The European Union is hurtling towards enacting sanctions against the Chinese economy, the South China Morning Post reports, saying EU officials are preparing to sanction eight key Chinese companies believed to be linked to the Russian war effort in Ukraine. The companies have been accused of reselling European technology, mainly in the form of microchips used by Russian forces in Ukraine. EU leaders, however, are split over their future relationship with the rising Asian power.

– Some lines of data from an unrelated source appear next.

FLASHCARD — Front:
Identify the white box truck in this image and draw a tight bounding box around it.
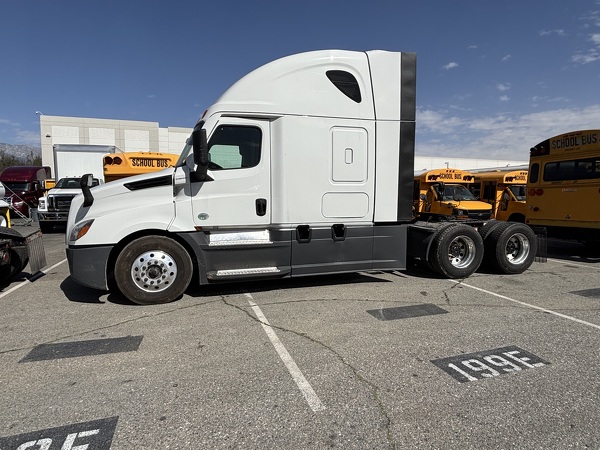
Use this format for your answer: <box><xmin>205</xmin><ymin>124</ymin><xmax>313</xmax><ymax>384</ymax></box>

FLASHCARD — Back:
<box><xmin>37</xmin><ymin>144</ymin><xmax>110</xmax><ymax>233</ymax></box>
<box><xmin>66</xmin><ymin>50</ymin><xmax>536</xmax><ymax>304</ymax></box>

EU sources said that they expected a deal on sanctions to be announced before European foreign ministers meet in Brussels on June, 26th. Beijing has previously warned that any sanctions are unnecessary and would provoke retaliation. European countries have been grappling with a potential economic decoupling from China, with some officials warning that China is an essential component for economic prosperity and that the United States is rushing Europe into cutting ties too quickly.
Both Hungary and Greece are believed to be the primary voices of opposition against the measures, which they view could cripple the European economy worse than the schism with Russia. Any sanctions package would require unanimity among EU member states. The Netherlands is leading attempts to protect European semiconductor supplies from Chinese buyers, while Italy under the Meloni administration has moved to row back from previous engagement with China by withdrawing from the Belt and Road initiative.
The Chinese representative to the EU, Fu Cong, confirmed in an interview with The New Statesman that China would respond in kind to any sanctions package. Anti-Chinese hawks have warned that Beijing has long been a backdoor conduit to Western arms and technology into Russia. Fu added that so far, the EU has been reluctant to share details with China over sanctions violations, saying that China already goes to great lengths to prevent the resale of Western military technology to Russia.
China has played an ambiguous role throughout the Ukrainian war with attempts to mediate peace and allegations of trying to split the EU from the United States. Beijing evoked condemnation from across Europe for a diplomatic faux pas that questioned the sovereignty of post-Soviet states in Eastern Europe. The Chinese have also appealed to Western powers to cease sending weapons to Ukraine.
Chinese demands for European cosmetics firms to potentially hand over trade secrets triggered a low-level diplomatic incident last week.
Eurocrats will outline a new security strategy towards screening Chinese investments later this month with the EU preferring a “de-risking” strategy to China rather than cutting ties entirely and risking adverse economic consequences.
The Chinese government has been accused of attempting to coerce smaller European nations to acquiesce to its foreign policy objectives with a recent boycott of Lithuanian goods over the recognition of Taiwan doing much to worsen relations.
Proponents of continued trade with China say that Europe excludes the Chinese economy at its own peril and should have the ability to chart its own relations free from the U.S., while those wishing to scale back relations say that the CCP-run country is an authoritarian threat to the liberal rules-based order with the West already ignoring human rights abuses in Hong Kong and the plight of Taiwan.